Fenwick Mayor Expects Beach Replenishment To Impact Summer

FENWICK ISLAND – Officials in Fenwick Island say delays in a beach replenishment project will likely impact the town’s summer season.

Last Friday, Mayor Natalie Magdeburger presented the Fenwick Island Town Council with an update on a beach replenishment project along Delaware’s coastline. While work was initially expected to start last fall, she said the timeline has since moved to the summer months.

“They are going to start – big surprise – in Rehoboth and work their way south,” she told community members last week. “And it is definitely going to go through the summer months. How far through the summer months, we don’t know.”

The state, in partnership with the U.S. Army Corps of Engineers (USACE) typically performs beach nourishment projects in Lewes, Rehoboth Beach, Dewey Beach, Bethany Beach, South Bethany and Fenwick Island through a cost shared between the Delaware Department of Natural Resources and Environmental Control (DNREC) and USACE.

The federal agency has developed a design that includes periodic nourishment at an interval between three and six years. Those projects, however, are dependent on the availability of funding at both the federal and state level.

In last week’s update, Magdeburger said she had recently met with USACE representatives and Sen. Tom Carper to discuss legislation that would provide funding for projects such as beach renourishment.

“They’ve also gotten a priority area, which each county in Delaware will fall into to get authorizing money for environmental infrastructure work,” she said. “It’s $35 million per county.
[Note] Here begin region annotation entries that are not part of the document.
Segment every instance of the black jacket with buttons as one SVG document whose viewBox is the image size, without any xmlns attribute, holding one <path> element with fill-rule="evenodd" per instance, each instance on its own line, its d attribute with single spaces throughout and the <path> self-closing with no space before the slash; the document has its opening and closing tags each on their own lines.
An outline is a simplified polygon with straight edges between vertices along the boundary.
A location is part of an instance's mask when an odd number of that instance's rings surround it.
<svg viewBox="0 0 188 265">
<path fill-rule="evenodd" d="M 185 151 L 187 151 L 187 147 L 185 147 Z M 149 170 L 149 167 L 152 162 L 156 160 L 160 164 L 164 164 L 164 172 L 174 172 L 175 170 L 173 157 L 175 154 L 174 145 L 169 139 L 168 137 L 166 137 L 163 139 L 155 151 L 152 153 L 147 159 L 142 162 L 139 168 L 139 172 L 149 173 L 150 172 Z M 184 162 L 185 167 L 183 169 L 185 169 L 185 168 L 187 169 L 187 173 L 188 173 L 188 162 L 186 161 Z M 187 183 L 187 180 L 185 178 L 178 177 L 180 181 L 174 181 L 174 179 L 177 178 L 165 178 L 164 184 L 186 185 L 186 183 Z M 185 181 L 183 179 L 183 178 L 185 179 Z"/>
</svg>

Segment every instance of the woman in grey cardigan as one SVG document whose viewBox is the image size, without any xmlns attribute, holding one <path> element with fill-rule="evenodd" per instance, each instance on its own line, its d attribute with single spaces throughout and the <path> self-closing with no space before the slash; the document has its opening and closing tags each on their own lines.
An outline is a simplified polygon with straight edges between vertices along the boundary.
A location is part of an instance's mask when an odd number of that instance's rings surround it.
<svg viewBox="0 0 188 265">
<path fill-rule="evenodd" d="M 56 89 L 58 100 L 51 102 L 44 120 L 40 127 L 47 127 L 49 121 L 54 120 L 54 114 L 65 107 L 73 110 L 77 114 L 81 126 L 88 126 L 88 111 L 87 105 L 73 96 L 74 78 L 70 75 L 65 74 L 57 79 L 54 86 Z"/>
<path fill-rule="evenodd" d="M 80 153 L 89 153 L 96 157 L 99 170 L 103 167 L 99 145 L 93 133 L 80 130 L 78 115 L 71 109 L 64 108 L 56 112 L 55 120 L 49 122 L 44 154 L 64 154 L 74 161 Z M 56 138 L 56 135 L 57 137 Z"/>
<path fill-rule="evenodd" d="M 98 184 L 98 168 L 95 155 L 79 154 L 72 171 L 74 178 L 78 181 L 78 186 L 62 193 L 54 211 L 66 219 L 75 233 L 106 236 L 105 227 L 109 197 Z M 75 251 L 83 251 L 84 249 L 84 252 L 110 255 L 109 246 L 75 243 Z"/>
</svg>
My guess is there will be a lot of people standing in line to get that money, and it’s won’t go very far, but it was a good thing to hear.”

Magdeburger said the legislation would impact Delaware’s coastal communities.

“For some of our coastal communities to the north of us, they really took a hit during the Mother’s Day storm, but because it didn’t qualify for national relief efforts, nothing could really be done to replenish it …,” she explained. “This language should hopefully make it easier to get funding and assistance when there are those types of disasters.”

Magdeburger said this year’s beach replenishment project is now expected to being in either March or April and continue throughout the summer months.

“My prediction is it’s going to be the middle of summer by the time they get here …,” she said. “We are going to be at the Army Corps of Engineers’ mercy, and I suspect I will be making announcements of dune and block closures during the summer months. As soon as I have information, I will provide it to everybody.”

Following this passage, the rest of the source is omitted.